Geriatrics is the branch of medicine that focuses on health care of the elderly. It aims to promote health and to prevent and treat diseases and disabilities in older adults. Geriatrics was separated from internal medicine as a distinct entity in the same way that pediatrics is separated from adult internal medicine and neonatology is separated from pediatrics. There is no particular age in which patients may be put under the care of a geriatrician. Instead, a patient fitting a profile of the typical problems that elderly patients often experience determines this.
Why do I need a Geriatrican?
A Geriatrician has had years of training and experience, above and beyond, medical training, to recognize all of the special challenges the elderly may have.
•What is normal aging and what is pathological.
•What is a symptom and what is the cause
•Legal and Moral Ethics
•Polypharmacy (Multiple Medicines)
What is the difference between Geriatrics and Adult Medicine?

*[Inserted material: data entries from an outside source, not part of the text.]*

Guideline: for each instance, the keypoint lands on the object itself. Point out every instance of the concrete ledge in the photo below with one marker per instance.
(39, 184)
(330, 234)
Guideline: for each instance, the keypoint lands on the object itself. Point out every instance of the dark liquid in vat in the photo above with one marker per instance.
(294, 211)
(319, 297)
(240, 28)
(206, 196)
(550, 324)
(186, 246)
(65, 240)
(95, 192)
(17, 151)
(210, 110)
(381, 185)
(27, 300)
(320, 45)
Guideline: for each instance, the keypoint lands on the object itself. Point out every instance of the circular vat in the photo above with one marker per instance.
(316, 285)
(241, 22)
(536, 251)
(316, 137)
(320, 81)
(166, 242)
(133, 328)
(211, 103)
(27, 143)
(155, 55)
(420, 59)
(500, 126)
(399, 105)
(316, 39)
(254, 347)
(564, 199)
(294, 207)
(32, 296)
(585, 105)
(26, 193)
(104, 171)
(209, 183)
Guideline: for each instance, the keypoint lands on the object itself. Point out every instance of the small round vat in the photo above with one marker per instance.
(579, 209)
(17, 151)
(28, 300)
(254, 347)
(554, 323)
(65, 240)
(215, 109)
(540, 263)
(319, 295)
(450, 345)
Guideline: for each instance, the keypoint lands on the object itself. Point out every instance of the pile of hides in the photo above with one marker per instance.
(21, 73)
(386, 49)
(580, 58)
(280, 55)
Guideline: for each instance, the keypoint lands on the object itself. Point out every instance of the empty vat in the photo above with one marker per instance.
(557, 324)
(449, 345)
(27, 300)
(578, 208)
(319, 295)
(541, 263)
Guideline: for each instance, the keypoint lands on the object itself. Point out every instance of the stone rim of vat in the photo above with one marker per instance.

Geriatrics differs from adult medicine in many respects. The body of an elderly person is substantially different physiologically from that of an adult. Treating an elderly person is not like treating an adult.
Many people cannot differentiate between Disease and Aging effects. For example: Renal impairment may be a part of aging but renal failure is not. Also urinary incontinence is not part of normal aging, but it is a disease that may occur at any age and is frequently treatable.
Some elderly people may find it hard to describe their symptoms in words, especially if the disease is active and causing confusion, or if they have cognitive impairment. Delirium in the elderly may be caused by a minor problem such as constipation or by something as serious and life threatening as a heart attack.
The decline in physiological reserve in organs makes the elderly develop diseases and be liable to have complications from even mild problems.
For example: Fever in elderly persons may cause confusion leading to a fall and from the fall, they may have a fracture causing further difficulty.
Another major difference is that elderly persons sometimes cannot make decisions for themselves. The issues of power of attorney, privacy, legal responsibility, advance directives, and informed consent must always be considered in geriatric procedures.
Elder abuse is also a major concern in this age group. In a sense, geriatricians often not only have to “treat” the elder but the caregivers and sometimes, the family.
What is Polypharmacy?
The use of multiple medications is known as Polypharmacy. Elderly people particularly, are subjected to multiple medicines due to many causes. Some elderly people have multiple medical disorders; some use many herbs & OTCs; some adult physicians just prescribe medications to their specialty without reviewing other medications used by the elder patient. This polypharmacy may result in many drug interactions and may cause some drug adverse reactions.